Surgery for Lung Cancer

Lung cancer is usually diagnosed by finding a "spot" on the lung on a chest x-ray or other type of x-ray study. Sometimes a patient with lung cancer has symptoms of cough, chest pain, shortness of breath, pneumonia, weight loss or coughing up blood. Other times there are no symptoms. It is the second most commonly occurring cancer among men and women. It has been estimated that there will be 221,200 new cases of lung cancer in the U.S. in 2015 alone. Lung cancer is related to smoking, radon exposure, and exposure to other industrial chemicals. However, sometimes there is no obvious explanation of why a patient has developed a lung cancer.

Lung Cancers are divided into two major types:
Non-small cell which is the most common type of lung cancer. This includes squamous cell carcinoma, adenocarcinoma, and large cell carcinoma.
Small cell which can spread fairly quickly. Small cell lung cancer (also called oat cell cancer) is a less common lung cancer type, accounting for about 20% of all lung cancer.

Treatment of Lung Cancer
Surgery provides the best chance of curing lung cancer. It is used when the cancer is limited to the lung itself, and has not spread outside the lung. Radiation therapy and chemotherapy are also used either by themselves, together, or in combination with surgery.
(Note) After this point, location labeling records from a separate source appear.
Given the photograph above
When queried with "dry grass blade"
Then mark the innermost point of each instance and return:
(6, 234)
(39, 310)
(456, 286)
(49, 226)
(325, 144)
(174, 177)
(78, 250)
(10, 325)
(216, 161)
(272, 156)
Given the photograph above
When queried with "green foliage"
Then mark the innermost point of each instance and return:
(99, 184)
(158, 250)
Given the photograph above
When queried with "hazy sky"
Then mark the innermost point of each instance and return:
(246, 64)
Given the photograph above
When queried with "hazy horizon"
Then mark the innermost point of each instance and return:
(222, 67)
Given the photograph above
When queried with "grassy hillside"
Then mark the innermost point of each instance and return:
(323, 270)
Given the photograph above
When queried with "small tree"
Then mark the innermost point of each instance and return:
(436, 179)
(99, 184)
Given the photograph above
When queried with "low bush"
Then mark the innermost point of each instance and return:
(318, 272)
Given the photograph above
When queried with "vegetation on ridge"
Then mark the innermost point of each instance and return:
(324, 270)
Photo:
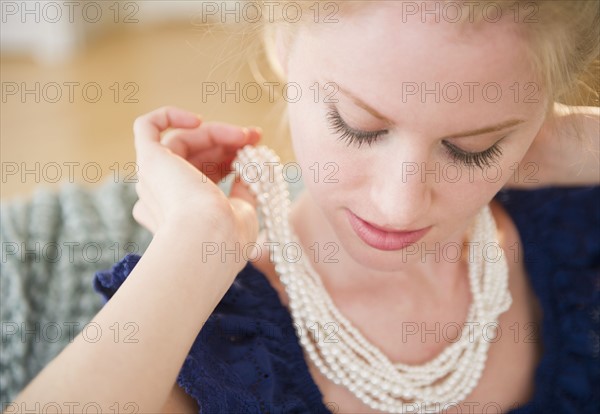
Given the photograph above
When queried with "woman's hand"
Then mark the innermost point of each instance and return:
(177, 176)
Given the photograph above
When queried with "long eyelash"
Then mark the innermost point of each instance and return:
(348, 134)
(478, 159)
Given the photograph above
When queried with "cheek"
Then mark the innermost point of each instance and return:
(326, 163)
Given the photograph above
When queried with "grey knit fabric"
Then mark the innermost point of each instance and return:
(52, 244)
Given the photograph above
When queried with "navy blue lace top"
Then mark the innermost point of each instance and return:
(247, 359)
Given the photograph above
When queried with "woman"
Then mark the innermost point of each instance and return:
(432, 117)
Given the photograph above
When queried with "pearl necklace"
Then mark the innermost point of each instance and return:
(349, 359)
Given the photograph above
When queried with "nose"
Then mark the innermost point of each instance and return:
(402, 192)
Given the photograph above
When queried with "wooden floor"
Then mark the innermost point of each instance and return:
(48, 136)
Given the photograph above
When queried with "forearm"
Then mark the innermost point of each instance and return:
(167, 299)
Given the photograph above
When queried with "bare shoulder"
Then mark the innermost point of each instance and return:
(565, 152)
(508, 234)
(180, 402)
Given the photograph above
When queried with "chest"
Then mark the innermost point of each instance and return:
(507, 380)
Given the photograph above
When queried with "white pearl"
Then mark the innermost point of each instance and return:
(311, 307)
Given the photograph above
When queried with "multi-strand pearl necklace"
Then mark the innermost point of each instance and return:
(349, 359)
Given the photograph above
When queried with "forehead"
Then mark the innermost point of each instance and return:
(379, 57)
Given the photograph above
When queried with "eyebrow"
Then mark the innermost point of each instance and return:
(494, 128)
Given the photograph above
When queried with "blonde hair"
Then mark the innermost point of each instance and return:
(563, 40)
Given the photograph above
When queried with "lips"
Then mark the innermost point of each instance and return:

The exact treatment recommended depends on the size, location and degree of spread of the tumor. In addition, the general health of the patient and the health of the heart and lungs help determine what is safe and appropriate treatment.

About lung surgery
The most common reason to remove all or a portion of the lung is to diagnose and treat lung cancer. Any operation in which we open up the chest cavity is called a "thoracotomy". Sometimes we have a diagnosis before the thoracotomy and know what we expect to find. On other occasions, the operation itself is to find out what an x-ray abnormality means. Often, we can treat the problem at the same time. The body has a lot of built in reserve and is usually able to tolerate removal of all or part of a lung without too much difficulty.
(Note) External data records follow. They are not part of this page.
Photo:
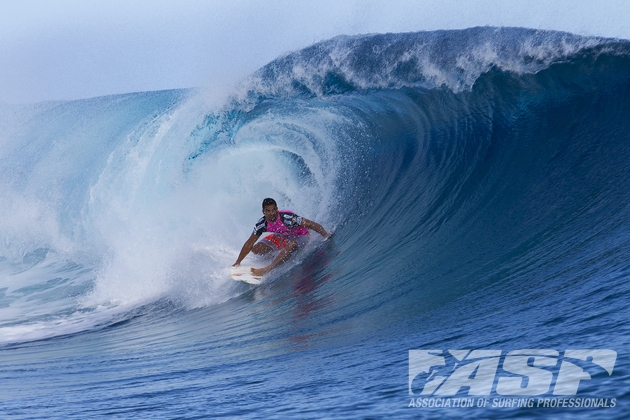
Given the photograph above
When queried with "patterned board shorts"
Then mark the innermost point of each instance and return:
(278, 242)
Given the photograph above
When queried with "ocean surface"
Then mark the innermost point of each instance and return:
(478, 184)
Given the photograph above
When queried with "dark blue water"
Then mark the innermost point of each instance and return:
(477, 182)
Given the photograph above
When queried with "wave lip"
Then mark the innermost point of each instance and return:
(450, 58)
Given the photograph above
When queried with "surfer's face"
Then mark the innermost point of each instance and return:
(271, 212)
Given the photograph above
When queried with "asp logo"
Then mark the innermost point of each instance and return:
(522, 372)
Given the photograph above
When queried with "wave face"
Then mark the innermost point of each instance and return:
(477, 182)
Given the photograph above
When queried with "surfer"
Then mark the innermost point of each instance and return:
(288, 232)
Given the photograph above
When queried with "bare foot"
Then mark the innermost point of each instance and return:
(259, 272)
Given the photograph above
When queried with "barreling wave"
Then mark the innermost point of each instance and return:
(446, 161)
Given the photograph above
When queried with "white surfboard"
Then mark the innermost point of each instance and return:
(243, 273)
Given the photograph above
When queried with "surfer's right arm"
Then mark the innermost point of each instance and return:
(247, 247)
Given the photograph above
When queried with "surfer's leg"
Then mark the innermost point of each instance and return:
(284, 255)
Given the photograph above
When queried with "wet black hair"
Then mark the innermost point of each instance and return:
(268, 202)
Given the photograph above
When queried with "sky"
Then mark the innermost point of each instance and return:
(73, 49)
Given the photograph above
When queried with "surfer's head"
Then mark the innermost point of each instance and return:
(270, 209)
(268, 202)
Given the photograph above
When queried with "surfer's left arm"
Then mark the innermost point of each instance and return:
(316, 227)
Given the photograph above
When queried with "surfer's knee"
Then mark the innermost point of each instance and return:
(261, 248)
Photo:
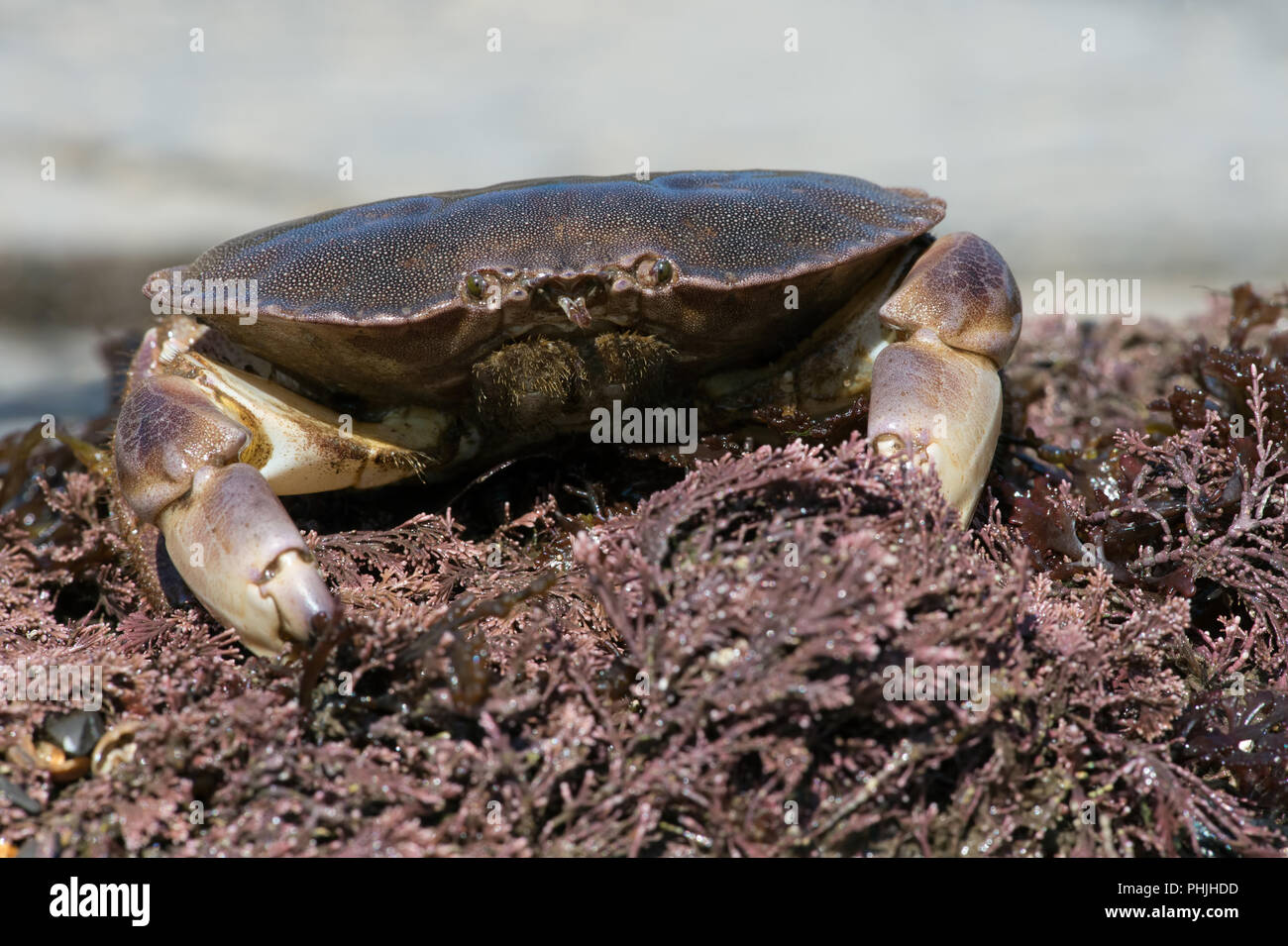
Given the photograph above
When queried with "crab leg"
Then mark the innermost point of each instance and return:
(179, 464)
(935, 389)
What is the operation like?
The operation is done with a patient asleep and lying on their side. The incision goes between the ribs on the side, and may curve up along the spine in the back. Sometimes it is necessary to divide or remove part of a rib. If appropriate, all or a portion of the lung is removed. The size and location of the lump or tumor determines how much lung has to be removed. Sometimes a small tumor in a critical location makes removal of the entire lung necessary.
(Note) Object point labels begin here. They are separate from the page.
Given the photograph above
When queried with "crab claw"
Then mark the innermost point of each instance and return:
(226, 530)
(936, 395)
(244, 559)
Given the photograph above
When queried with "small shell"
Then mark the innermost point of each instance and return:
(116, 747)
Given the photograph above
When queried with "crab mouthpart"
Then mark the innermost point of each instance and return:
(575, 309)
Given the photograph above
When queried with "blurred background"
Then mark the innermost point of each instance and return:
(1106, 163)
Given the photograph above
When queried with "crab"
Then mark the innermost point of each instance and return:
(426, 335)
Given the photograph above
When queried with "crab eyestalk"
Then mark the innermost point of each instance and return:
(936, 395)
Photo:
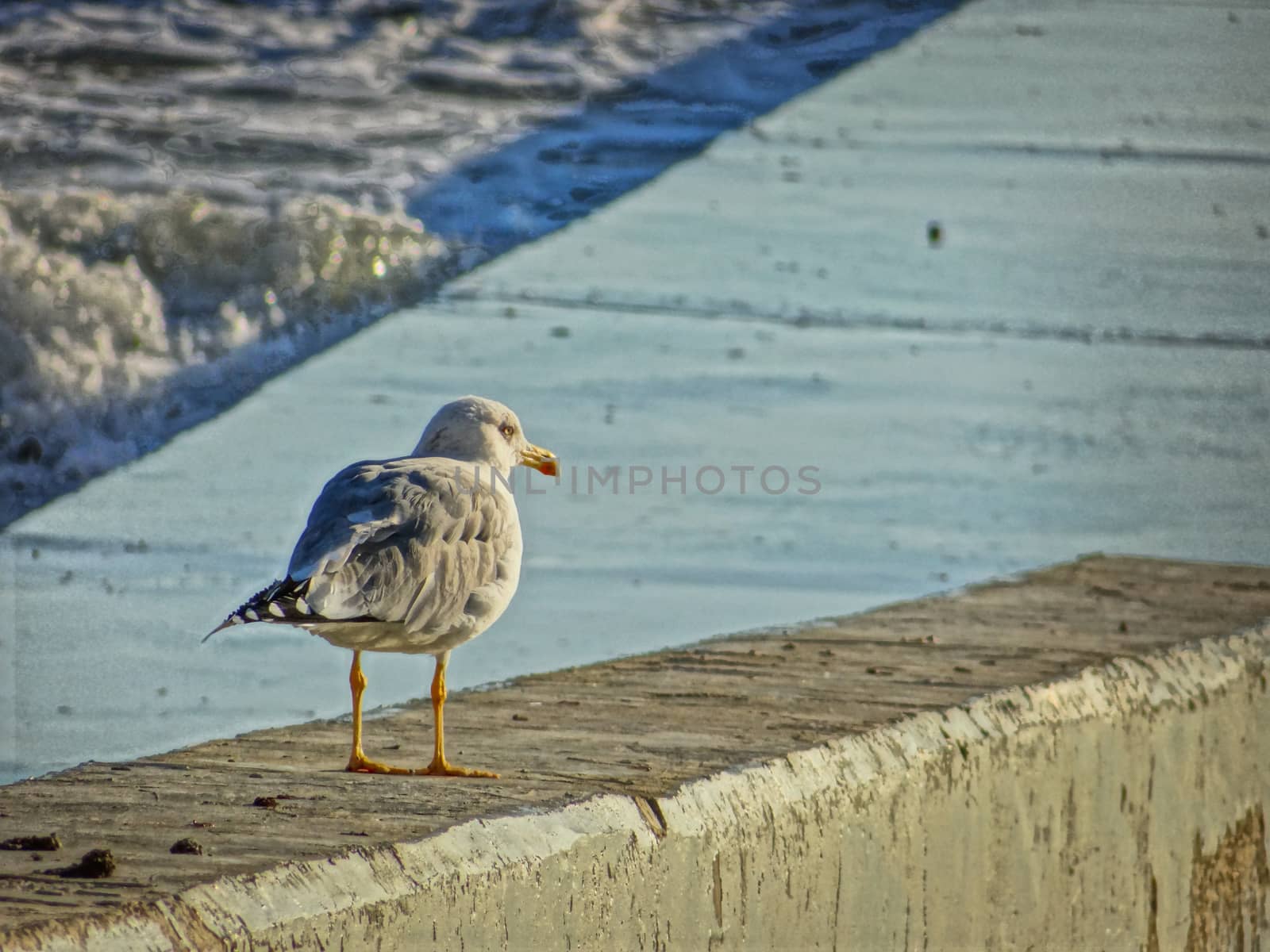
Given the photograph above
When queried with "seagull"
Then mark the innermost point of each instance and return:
(413, 555)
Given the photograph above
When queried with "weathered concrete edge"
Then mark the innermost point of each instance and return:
(398, 889)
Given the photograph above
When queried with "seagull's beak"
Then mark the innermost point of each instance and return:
(541, 460)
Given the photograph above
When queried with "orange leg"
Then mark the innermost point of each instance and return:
(359, 762)
(440, 767)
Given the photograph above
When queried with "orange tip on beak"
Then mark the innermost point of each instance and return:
(541, 460)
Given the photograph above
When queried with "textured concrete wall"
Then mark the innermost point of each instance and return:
(1119, 809)
(1124, 809)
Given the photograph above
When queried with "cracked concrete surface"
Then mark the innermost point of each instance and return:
(1067, 759)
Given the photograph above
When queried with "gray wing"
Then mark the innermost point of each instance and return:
(403, 541)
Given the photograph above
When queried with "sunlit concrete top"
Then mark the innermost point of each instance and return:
(637, 727)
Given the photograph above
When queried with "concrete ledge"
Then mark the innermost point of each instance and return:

After the surgery on the lungs has been done, clear plastic drainage tubes are put in the chest to drain unwanted fluid and air that may accumulate. The incision is closed with stitches around the ribs and muscle, and dissolving stitches in the skin. This operation takes between two and four hours.

After the operation
Patients routinely go to the recovery room to wake up after the operation, and then to the intensive care unit. It is not unusual to stay there for a few days.

A large part of the recovery revolves around breathing treatments and exercises. These will help the lungs recover their normal function, and prevent pneumonia. Most patients are in the hospital about a week if all goes well.

We are very concerned about our patients having adequate pain control after the operation. Whenever possible, we recommend use of an "epidural catheter". This is inserted by the anesthesiologist and allows him to administer pain medication directly to the spinal cord and central nervous system. This is the best method we have for pain control, and is very effective. We usually leave the catheter in for about five days. After that, the pain level is usually low enough that oral pain medications are adequate.

At Evergreen Surgical we are very experienced with this kind of surgery, and have been very pleased with the rapid recovery of our patients.